He vuelto, como vuelven las almas a los lugares donde fueron
felices, en esos días en que nos puede la melancolía.
En estos años, anduve más o menos como siempre por el mundo.
Lector, escritor (he publicado mi primer libro), opinador compulsivo, crítico y
a veces absurdo, feliz de a ratos. En fin, he seguido siendo un argentino de
mediana edad, promediadamente culto, desordenadamente curioso, metódicamente
observador. Aprendiz callado y vocacional de los muchos matices de la vida.
Entre esos aprendizajes, emprendí un placer postergado en mi
temprana adolescencia: LA FOTOGRAFÍA.
Durante toda mi vida fue una disciplina que no estuvo a mi
alcance más que como ocasionales talleres, con equipo prestado y con muy poco
dinero para revelar e imprimir negativos, así que sólo pude aprender los
rudimentos, que me quedaron grabados en un rinconcito de la memoria, esa cabeza
mía que quiere ser un poco artista. Hoy la suerte, el destino, o el camino, me
han puesto a mano la posibilidad tantas veces añorada. Así que me compré un
equipo más o menos completo, hice un curso básico para que me abran las
ventanitas del oficio y, como hago siempre, por agradecida formación, acudí a
los libros.
Y cómo suelen ser de curiosas las cosas, no fue en un libro
de imágenes, de maravillosas fotos de magníficos artistas, que encontré una de las puertas más
sorprendentes para salir a mirar la inmensidad de este arte. No.

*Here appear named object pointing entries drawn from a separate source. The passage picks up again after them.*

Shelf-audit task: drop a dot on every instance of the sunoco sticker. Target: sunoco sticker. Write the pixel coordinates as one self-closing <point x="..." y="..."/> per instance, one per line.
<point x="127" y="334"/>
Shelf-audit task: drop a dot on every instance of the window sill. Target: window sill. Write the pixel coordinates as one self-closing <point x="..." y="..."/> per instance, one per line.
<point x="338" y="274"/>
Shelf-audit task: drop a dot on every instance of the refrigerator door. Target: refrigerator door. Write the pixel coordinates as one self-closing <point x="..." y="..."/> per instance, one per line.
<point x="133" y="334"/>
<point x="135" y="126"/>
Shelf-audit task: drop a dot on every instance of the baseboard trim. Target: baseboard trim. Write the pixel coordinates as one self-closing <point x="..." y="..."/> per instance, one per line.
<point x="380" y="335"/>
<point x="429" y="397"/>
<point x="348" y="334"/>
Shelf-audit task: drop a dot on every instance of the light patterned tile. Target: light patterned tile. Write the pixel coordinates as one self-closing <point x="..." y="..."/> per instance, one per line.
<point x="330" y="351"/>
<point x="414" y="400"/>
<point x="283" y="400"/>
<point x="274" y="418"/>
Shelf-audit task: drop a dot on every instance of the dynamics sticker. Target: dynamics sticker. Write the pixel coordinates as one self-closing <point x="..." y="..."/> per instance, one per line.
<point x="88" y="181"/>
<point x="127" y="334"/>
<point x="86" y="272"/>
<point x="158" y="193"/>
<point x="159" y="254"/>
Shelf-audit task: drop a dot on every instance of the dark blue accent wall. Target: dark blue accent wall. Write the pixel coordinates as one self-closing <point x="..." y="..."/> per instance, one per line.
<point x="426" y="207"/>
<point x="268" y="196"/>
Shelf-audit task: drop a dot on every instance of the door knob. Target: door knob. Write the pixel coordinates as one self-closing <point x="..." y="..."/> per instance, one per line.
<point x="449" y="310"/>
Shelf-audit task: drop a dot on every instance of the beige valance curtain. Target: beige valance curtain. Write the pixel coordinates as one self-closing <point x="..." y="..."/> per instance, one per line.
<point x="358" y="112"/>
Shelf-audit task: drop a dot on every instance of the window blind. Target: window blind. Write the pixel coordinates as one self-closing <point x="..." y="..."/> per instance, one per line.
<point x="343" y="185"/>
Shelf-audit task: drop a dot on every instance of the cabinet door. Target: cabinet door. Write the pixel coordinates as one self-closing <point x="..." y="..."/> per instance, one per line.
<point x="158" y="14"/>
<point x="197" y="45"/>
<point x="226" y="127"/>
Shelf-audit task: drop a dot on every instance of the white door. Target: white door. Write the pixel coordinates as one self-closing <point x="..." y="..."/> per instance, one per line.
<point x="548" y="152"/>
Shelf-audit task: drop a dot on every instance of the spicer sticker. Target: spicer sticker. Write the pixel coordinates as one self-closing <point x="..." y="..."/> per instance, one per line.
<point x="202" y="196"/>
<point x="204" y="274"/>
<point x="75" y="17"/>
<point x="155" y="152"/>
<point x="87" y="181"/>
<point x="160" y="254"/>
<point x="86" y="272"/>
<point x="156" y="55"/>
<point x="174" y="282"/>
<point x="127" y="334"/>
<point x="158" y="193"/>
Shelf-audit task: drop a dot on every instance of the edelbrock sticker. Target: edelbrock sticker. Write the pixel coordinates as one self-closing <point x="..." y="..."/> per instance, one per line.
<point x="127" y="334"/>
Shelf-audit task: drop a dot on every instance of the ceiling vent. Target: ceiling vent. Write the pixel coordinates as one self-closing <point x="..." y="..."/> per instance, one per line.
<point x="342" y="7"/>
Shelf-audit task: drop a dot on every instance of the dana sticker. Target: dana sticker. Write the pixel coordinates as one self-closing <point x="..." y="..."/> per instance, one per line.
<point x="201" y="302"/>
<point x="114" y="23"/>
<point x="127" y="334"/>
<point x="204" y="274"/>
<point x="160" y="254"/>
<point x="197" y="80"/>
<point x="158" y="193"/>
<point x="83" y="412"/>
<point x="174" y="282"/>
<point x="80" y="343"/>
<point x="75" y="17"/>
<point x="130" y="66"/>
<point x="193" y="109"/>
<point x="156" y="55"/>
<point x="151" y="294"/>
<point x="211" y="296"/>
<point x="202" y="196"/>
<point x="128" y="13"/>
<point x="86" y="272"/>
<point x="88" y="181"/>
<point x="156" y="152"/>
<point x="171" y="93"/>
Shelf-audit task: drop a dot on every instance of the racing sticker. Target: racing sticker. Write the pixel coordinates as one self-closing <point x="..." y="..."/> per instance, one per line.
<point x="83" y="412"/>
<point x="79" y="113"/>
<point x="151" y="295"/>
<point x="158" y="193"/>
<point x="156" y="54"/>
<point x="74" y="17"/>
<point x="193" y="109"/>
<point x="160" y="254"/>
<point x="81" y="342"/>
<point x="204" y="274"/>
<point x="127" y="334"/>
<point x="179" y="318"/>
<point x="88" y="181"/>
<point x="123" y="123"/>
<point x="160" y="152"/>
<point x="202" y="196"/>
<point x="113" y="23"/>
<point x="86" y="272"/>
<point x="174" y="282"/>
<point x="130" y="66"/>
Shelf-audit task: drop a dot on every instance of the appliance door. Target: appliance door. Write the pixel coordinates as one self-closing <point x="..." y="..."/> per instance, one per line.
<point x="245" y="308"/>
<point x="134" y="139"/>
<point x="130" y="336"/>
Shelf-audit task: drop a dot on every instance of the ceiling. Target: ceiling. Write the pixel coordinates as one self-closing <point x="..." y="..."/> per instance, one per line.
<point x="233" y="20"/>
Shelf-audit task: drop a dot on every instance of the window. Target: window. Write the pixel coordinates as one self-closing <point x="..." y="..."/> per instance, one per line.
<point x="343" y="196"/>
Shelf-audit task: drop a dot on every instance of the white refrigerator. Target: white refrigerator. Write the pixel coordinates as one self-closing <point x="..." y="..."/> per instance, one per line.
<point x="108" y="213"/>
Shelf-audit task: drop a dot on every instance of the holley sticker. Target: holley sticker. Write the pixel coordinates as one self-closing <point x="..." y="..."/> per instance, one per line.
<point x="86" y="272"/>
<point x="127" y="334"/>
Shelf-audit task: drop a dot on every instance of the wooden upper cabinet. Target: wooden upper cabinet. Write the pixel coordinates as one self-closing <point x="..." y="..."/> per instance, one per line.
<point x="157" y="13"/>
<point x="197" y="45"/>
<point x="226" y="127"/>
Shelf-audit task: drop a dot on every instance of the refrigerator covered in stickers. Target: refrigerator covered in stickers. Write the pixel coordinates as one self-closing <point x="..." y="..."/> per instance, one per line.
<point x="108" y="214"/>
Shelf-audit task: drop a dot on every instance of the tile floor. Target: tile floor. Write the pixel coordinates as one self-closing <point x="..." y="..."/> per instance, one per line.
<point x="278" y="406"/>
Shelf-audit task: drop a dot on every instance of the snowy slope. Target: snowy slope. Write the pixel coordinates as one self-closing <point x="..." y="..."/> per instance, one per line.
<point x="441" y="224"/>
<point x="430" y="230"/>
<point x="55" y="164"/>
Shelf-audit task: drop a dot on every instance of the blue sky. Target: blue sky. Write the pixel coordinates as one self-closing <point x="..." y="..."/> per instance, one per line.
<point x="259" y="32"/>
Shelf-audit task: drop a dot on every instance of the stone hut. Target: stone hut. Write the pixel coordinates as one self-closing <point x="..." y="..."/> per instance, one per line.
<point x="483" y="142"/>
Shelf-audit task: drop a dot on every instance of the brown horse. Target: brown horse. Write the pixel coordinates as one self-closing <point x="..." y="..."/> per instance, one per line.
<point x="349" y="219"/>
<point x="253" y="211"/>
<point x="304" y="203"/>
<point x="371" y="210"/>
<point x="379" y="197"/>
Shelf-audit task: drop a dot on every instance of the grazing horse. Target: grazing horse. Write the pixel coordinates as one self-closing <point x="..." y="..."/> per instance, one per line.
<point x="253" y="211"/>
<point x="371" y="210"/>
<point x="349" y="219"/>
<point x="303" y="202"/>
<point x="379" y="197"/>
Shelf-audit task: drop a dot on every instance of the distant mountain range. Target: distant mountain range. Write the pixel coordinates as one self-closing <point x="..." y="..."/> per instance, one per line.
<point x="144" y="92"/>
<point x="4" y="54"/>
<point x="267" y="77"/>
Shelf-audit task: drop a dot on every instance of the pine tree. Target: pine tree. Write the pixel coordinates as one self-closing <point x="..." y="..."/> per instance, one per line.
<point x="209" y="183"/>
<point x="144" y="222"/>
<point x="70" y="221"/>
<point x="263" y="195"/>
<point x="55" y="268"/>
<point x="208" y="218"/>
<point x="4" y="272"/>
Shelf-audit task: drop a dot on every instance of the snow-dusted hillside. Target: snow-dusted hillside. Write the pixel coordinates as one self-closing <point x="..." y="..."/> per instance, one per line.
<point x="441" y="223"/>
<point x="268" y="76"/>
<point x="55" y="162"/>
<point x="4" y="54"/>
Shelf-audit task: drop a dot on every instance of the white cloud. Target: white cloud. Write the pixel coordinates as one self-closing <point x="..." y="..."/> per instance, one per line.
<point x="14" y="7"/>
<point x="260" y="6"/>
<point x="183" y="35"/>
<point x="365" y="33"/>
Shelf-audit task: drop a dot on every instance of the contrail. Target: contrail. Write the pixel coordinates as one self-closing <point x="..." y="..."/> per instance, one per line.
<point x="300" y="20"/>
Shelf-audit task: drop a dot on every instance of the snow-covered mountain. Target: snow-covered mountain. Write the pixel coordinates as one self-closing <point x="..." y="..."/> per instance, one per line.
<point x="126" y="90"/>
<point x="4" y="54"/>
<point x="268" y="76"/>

Fue en un libro sobre el lenguaje, un libro de semiólogo, un
libro de ensayo y pensamiento, un libro de filosofía.
Porque todo eso es el libro que hoy les traigo a la mesa
para su deleite: “La cámara lúcida. Nota
sobre la fotografía” de Roland Barthès.
“Este libro defraudará a los fotógrafos”, supo decir el
propio autor. Contra lo que puede pensar cualquiera que no acostumbre leer
ensayos y pensamiento sistemático, este libro es de lectura deliciosa y
comprometida, y sumamente enriquecedor más allá de su aparente núcleo centrado
en la fotografía como elemento de análisis.
A partir de este texto, no solamente entendí de otra manera
este arte maravilloso. Entendí su profundidad significante, comprendí que es un
artilugio técnico que descubrimos para testimoniar la muerte, la fragilidad del
instante, las traiciones de la memoria, las mentiras de la mirada, la
multiplicidad del hecho artístico y del testimonio.
Y aprendí también que no importa cuánto nos esforcemos por
la sinceridad de nuestras percepciones, somos imperfectos, limitados,
imaginativos, faltos de rigor. Y que tenemos que congraciarnos con esa, nuestra
naturaleza, para finalmente “percibir”, en el sentido cabal del término. Para
llegar a eso de sentir y aprehender lo que está, lo que es, ahí junto a
nosotros.
Es encantador el oficio de Barthès para dibujarnos una hoja
de ruta por sus pensamientos. Él mismo define este texto como atípico en su
producción, es una especie de testamento de su mirada, y de algunos de sus
fantasmas.
A través de conceptos semiológicos (la fotografía, a fin de
cuentas, es un lenguaje), que hablan de la dificultad de decodificar la
disciplina, y del análisis de algunas imágenes que lo conmovieron de una u otra
manera, nos construye amigablemente un marco teórico práctico para mirar
profundamente una imagen impresa. Y lo hace precisamente desde su propia
conmoción, lo cual nos acerca al hombre que reflexiona, nos prioriza como
lectores, y nos libra del intimidante “pensador que piensa cosas que escapan al
hombre común”.
Y después de la lectura, entenderemos, como se entienden las
cosas importantes (con una sonrisa y una luz diferente en la cabeza y en el
alma), quién es quién y qué es qué en una foto. Y nos amigaremos con el “Operator”,
el “Studium”, el “Punctum”, y con este que somos en casi todas las cosas que
van ocurriendo: el “Observador”. Y ahora, las fotos de esas sonrisas que
dejamos atrás, tendrán otro sentido. No se lo pierdan; porque para el lector,
es verdad inapelable que la poesía está en los lugares más insospechados. Y a
su modo, en este texto, Roland Barthès es un poeta maravilloso.